Reyhanlı Kaymakamı Tuncay Dursun, Tayfur Sökmen Anadolu Lisesi öğrencileri tarafından düzenlenen fuarı gezerek projeleri sergilenen öğrencilerden bilgi aldı. Suriyeli kadınların topluma kazandırılması için çalışma yapan 12. sınıf öğrencileri Zehra Haraç ve Emine Sayan'ın "Sınır Ötesi Evlilikler ve Suriyeli Kumalar" adlı projesi ilgi gördü.
Sayan, projeyi hazırlamak için uzun süre saha çalışması yapıp yetkililerle görüşerek durum tespitinde bulunduklarını söyledi. Reyhanlı'daki evliliklerin yüzde 12'sinin Suriyeli kadınlarla yapıldığını belirlediklerini belirten Sayan, bu kadınların evliliği bir kurtuluş olarak gördüğünü tespit ettiklerini anlattı.
Sayan, çalışma sırasında farklı tespitlerde de bulunduklarını söyleyerek, "Suriyeli kadınlar genelde ikinci eş olarak tercih ediliyor. Suriyeli kadınların evliklik tercihlerinde ilk sırayı maddi imkansızlıklar veya aile baskısı yer alıyor.
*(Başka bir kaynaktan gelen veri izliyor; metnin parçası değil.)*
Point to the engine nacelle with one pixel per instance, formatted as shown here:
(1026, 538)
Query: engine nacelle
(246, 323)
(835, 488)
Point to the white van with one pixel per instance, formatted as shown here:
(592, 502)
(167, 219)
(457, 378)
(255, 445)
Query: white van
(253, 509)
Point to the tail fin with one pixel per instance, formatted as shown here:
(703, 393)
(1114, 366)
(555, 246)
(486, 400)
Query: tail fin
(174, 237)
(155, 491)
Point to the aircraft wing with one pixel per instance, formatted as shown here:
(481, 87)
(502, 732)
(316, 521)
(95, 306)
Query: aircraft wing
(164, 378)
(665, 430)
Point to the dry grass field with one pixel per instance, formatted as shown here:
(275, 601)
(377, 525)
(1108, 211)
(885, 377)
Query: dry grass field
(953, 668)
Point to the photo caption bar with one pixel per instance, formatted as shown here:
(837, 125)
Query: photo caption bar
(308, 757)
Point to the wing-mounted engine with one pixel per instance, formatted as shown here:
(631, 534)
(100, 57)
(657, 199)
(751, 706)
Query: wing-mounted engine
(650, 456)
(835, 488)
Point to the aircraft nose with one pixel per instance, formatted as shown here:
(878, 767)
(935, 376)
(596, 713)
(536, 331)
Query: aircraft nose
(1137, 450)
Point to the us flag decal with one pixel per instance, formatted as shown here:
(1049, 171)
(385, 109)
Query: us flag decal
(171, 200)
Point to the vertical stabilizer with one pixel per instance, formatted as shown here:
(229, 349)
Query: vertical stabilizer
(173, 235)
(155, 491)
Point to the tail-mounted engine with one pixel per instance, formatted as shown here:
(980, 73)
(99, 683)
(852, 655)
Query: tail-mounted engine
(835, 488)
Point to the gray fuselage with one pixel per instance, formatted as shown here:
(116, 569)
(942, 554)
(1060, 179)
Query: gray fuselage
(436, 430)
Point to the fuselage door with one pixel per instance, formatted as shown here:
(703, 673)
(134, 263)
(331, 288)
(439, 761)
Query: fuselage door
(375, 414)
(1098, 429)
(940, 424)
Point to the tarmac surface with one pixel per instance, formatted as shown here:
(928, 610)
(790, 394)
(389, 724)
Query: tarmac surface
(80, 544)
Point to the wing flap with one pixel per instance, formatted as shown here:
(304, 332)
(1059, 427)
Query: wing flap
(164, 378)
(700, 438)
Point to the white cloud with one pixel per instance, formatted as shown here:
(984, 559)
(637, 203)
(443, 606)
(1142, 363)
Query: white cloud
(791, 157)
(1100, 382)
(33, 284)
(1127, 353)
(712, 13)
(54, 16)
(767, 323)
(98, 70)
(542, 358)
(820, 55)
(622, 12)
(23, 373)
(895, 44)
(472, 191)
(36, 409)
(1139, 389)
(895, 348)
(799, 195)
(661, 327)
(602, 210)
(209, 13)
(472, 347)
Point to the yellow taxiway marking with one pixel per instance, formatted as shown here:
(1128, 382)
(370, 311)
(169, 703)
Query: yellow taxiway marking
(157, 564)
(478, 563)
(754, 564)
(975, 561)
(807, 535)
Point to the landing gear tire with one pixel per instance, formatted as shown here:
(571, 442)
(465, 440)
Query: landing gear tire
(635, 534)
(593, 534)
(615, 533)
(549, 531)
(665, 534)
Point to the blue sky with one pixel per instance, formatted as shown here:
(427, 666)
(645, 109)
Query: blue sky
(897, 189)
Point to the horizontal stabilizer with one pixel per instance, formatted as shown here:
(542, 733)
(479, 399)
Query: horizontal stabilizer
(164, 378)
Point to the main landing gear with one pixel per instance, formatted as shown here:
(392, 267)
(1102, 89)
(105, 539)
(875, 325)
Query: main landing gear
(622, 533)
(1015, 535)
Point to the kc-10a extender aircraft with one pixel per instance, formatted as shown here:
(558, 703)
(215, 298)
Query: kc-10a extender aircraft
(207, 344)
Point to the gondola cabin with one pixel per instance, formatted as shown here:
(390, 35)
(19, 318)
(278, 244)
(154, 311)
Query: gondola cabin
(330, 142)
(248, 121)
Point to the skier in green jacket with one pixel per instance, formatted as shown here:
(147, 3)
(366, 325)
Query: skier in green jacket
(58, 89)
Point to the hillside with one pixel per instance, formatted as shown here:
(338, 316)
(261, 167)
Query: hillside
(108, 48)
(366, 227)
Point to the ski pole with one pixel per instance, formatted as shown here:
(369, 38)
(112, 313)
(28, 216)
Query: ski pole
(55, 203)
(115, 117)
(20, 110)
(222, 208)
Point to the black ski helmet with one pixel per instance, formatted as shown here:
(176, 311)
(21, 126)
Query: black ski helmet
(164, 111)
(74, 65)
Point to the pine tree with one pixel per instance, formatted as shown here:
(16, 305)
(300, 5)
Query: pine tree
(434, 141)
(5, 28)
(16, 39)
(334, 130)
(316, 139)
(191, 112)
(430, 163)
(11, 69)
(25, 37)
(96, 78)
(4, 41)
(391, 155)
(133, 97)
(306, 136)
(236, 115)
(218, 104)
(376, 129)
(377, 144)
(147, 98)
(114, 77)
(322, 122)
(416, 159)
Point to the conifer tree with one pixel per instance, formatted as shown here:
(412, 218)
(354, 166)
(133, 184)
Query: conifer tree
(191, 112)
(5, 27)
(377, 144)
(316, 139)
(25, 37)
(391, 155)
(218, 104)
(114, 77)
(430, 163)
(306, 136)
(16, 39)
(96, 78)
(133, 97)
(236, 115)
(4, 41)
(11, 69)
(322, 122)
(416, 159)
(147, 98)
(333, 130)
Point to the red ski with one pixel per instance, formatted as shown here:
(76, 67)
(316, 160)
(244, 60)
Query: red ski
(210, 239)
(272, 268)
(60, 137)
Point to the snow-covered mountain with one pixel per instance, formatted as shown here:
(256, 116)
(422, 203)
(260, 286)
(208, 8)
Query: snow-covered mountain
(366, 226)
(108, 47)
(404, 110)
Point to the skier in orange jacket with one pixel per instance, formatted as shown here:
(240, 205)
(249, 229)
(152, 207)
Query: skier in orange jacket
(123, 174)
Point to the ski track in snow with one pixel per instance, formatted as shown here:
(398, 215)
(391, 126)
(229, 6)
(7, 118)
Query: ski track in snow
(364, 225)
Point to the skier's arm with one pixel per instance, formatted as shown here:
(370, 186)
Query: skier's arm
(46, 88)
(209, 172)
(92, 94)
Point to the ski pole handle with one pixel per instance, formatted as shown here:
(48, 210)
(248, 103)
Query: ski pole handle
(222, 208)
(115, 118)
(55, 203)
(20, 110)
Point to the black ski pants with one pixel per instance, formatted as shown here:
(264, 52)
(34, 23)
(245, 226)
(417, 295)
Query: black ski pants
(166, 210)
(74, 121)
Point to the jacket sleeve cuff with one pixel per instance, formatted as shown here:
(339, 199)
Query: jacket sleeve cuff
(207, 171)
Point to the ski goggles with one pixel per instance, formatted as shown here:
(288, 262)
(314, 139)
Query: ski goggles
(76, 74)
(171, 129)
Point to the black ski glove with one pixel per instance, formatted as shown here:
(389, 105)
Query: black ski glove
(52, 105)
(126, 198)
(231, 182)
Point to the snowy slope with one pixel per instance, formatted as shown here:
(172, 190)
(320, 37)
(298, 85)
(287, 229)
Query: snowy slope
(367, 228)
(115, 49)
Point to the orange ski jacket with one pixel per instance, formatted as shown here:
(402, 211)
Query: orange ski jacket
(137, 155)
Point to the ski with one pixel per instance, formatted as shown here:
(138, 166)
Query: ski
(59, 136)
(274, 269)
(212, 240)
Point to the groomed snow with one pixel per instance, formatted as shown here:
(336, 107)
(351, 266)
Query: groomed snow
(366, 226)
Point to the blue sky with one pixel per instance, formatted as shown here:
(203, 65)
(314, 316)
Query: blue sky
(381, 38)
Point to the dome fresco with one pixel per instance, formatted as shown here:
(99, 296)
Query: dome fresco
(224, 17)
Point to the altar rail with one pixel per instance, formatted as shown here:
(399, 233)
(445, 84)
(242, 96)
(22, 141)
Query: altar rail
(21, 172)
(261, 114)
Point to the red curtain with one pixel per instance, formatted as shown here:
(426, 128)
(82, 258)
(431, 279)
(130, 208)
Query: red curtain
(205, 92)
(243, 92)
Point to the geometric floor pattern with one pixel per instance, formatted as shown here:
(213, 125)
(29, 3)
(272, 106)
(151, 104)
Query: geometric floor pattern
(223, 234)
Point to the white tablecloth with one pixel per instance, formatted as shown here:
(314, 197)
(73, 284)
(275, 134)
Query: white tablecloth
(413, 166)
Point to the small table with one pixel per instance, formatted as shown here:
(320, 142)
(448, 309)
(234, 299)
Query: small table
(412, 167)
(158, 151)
Projemiz ile aile planlaması yapılması ve çeşitli eğitimsel çalışmalarla bunun önüne geçileceğini düşünüyoruz. Halk eğitim merkezlerinde eğitici seminerler verilmeli. Amacımız savaştan kaçarak Reyhanlı'ya gelen Suriyeli kadınların ve ailelerin bilinçlendirilmesini sağlamak" dedi.
12'nci sınıf öğrencisi Türkan Hatipoğlu'nun hazırladığı kardeş okul projesi de Türk ve Suriyeli öğrencilerin kaynaşmasını amaçlıyor. Uzun süren iç savaştan en başta çocukların etkilendiğini anlatan Hatipoğlu, "Yanı başımızdaki Suriye'de yaşanan iç savaşta derin acılar yaşandı. Suriyeliler en yakın komşularına sığındı. Türkiye'de bulunan sığınmacıların öğrenim çağındaki çocukları için kardeş okul projesini hayata geçirmek adına ilçemizde açılan geçici eğitim merkezleriyle Türk okullarının adaptasyonu sağlamak istedim" diye konuştu.
Hatipoğlu, proje kapsamında Reyhanlı'daki Türk ve Suriyeli öğrencilerin yer aldığı okul gezisi, şiir dinletisi, okullar arası futbol maçı ve diğer bazı etkinleri hayata geçirdiklerini söyledi.